Frank was kort van stuk, terwijl ze zelf bijna een meter tachtig was. Hij was als kind al spichtig en werd vanaf de eerste schooldag getreiterd. Zijn uiterlijk trok pestkoppen aan. Hun moeder hield hem vast als hij moest huilen. Je kon je kinderen niet tegen alles beschermen, zei ze. Frank las veel en kon goed tekenen.
Ze zouden hun moeder na Kerstmis achterlaten in een verpleeghuis en op een lange zonvakantie gaan. Naar Spanje, daar waren ze al vaker geweest. Daar hadden ze ook de spuitbussen met het bedwelmende gas gekocht. Ze huurden er motoren en raakten er vaak met mensen aan de praat. Margrethe miste het Spaanse landschap: de smalle straatjes door de lichtbruine dorpjes, de weids uitgestrekte akkers, de olijfgaarden en aan de hemel de grote zon. In gedachten voelde ze de milde wind al in haar gezicht.

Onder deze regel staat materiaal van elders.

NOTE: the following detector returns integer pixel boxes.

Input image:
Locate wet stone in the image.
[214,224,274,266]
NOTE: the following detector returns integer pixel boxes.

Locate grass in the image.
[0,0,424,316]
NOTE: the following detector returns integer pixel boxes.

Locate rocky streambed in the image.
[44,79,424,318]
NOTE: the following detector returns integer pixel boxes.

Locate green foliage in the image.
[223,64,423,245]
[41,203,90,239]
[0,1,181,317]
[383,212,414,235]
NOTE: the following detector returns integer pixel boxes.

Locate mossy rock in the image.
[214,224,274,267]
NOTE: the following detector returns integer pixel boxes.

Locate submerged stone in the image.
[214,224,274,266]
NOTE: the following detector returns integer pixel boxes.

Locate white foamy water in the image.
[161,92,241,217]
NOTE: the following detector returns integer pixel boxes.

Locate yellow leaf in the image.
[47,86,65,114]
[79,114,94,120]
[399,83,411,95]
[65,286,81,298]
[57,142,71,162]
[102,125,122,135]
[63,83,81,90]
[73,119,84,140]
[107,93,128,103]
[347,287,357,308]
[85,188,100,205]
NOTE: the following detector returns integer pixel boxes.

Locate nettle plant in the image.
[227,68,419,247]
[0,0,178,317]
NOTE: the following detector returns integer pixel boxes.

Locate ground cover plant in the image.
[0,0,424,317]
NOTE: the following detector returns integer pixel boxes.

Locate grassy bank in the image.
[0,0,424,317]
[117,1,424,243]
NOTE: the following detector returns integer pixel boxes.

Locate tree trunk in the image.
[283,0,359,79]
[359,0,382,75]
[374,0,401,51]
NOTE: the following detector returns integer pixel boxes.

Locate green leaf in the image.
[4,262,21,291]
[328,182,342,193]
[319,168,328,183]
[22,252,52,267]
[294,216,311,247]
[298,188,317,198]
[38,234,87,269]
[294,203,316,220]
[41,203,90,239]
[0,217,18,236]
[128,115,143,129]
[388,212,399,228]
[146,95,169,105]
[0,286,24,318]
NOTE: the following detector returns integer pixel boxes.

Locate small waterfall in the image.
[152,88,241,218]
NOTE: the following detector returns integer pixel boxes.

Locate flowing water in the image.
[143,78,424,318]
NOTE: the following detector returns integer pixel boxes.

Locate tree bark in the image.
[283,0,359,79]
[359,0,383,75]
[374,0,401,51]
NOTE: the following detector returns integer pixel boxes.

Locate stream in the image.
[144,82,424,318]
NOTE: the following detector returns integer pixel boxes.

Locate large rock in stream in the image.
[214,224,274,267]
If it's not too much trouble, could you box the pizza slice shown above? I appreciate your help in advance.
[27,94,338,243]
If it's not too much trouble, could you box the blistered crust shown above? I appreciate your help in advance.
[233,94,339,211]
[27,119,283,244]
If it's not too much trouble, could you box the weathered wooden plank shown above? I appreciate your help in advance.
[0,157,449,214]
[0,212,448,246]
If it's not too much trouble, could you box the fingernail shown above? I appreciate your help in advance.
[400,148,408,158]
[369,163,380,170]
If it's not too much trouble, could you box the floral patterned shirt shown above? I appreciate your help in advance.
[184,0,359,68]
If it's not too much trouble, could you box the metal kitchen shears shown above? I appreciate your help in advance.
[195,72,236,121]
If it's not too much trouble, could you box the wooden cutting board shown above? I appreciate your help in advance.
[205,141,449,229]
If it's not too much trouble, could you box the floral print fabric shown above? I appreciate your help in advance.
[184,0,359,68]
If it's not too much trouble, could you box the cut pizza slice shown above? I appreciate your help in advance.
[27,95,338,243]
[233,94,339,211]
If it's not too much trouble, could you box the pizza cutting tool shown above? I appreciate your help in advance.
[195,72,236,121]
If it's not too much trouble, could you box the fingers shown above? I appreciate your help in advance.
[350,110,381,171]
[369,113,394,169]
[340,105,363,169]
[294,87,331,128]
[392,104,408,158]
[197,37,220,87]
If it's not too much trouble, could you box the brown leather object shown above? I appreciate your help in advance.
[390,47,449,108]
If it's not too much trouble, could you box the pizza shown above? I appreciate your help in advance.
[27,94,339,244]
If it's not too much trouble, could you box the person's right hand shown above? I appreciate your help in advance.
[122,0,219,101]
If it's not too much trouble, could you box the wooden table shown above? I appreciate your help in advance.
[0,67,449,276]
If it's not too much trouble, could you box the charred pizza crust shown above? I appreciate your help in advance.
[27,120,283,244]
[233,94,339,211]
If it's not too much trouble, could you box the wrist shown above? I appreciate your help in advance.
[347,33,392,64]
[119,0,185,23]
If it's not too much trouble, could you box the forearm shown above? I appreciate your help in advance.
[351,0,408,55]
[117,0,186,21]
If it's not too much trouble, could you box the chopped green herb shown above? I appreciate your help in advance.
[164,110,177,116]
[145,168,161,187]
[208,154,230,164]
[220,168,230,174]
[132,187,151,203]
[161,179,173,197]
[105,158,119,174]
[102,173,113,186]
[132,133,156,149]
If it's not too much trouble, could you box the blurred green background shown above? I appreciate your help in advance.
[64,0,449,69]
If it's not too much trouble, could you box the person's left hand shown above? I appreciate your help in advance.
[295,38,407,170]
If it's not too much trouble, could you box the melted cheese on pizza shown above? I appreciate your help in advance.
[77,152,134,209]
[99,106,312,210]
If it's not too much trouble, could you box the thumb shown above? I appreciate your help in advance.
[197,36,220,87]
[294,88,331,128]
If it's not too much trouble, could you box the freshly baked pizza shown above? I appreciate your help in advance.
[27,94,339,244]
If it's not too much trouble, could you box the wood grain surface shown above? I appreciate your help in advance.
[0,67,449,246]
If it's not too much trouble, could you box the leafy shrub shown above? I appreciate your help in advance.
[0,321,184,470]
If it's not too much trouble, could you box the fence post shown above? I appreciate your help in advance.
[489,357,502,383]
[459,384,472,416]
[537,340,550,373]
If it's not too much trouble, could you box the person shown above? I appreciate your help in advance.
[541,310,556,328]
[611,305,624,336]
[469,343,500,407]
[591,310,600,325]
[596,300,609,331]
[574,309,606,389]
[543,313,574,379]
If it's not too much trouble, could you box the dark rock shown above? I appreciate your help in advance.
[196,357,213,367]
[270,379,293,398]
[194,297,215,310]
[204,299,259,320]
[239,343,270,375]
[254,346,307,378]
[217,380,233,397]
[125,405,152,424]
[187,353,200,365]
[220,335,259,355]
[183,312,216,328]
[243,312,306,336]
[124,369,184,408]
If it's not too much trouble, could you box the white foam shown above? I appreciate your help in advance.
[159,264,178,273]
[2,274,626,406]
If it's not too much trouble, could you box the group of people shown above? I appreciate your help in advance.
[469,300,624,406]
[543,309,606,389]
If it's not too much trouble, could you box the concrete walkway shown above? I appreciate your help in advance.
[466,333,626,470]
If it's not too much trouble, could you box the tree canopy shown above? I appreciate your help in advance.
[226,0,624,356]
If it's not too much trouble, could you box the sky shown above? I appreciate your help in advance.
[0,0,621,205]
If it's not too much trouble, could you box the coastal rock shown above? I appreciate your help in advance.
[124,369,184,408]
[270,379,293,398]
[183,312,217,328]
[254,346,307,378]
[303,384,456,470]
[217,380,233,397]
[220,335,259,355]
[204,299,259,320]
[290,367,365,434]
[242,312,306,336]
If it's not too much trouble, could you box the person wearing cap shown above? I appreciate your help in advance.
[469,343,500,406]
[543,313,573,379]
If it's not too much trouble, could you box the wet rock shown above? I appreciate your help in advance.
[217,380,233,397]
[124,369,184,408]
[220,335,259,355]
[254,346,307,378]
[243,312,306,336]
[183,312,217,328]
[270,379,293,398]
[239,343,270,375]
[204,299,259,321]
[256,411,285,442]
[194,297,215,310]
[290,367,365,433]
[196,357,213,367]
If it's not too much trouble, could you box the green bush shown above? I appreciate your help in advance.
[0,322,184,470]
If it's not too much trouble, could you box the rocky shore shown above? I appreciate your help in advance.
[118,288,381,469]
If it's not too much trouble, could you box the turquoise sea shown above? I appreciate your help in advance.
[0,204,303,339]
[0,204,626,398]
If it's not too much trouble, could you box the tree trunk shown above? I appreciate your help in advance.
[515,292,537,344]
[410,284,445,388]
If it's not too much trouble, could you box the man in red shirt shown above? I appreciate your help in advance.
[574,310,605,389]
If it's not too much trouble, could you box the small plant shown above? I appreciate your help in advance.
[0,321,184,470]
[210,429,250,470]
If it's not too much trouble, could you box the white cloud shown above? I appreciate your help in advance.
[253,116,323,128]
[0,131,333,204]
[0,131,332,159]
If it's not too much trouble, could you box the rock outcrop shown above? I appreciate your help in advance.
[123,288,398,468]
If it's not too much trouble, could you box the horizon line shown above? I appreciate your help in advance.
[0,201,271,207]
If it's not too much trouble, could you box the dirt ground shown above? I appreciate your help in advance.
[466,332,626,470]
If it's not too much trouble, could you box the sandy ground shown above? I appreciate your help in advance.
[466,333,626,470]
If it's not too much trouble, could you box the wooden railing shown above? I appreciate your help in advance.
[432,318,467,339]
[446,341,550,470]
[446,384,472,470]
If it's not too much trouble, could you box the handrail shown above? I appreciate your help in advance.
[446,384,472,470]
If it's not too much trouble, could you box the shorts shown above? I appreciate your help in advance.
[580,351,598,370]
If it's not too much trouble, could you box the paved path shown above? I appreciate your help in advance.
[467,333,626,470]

Ze was toen ze nog heel jong was met de zoon van de dominee uit Varåa getrouwd, maar Frank had haar verwijten gemaakt, alsof ze een verraadster was, een stout kind. Twee jaar later was ze gescheiden en woonde ze weer in het ouderlijk huis. Toen was hun vader al een aantal jaar dood, dus moest zij voor hun moeder zorgen. Ze sloop door het huis en deed alles wat haar broer zei, maar zonder zich onderdanig te gedragen, want daar werd hij razend van.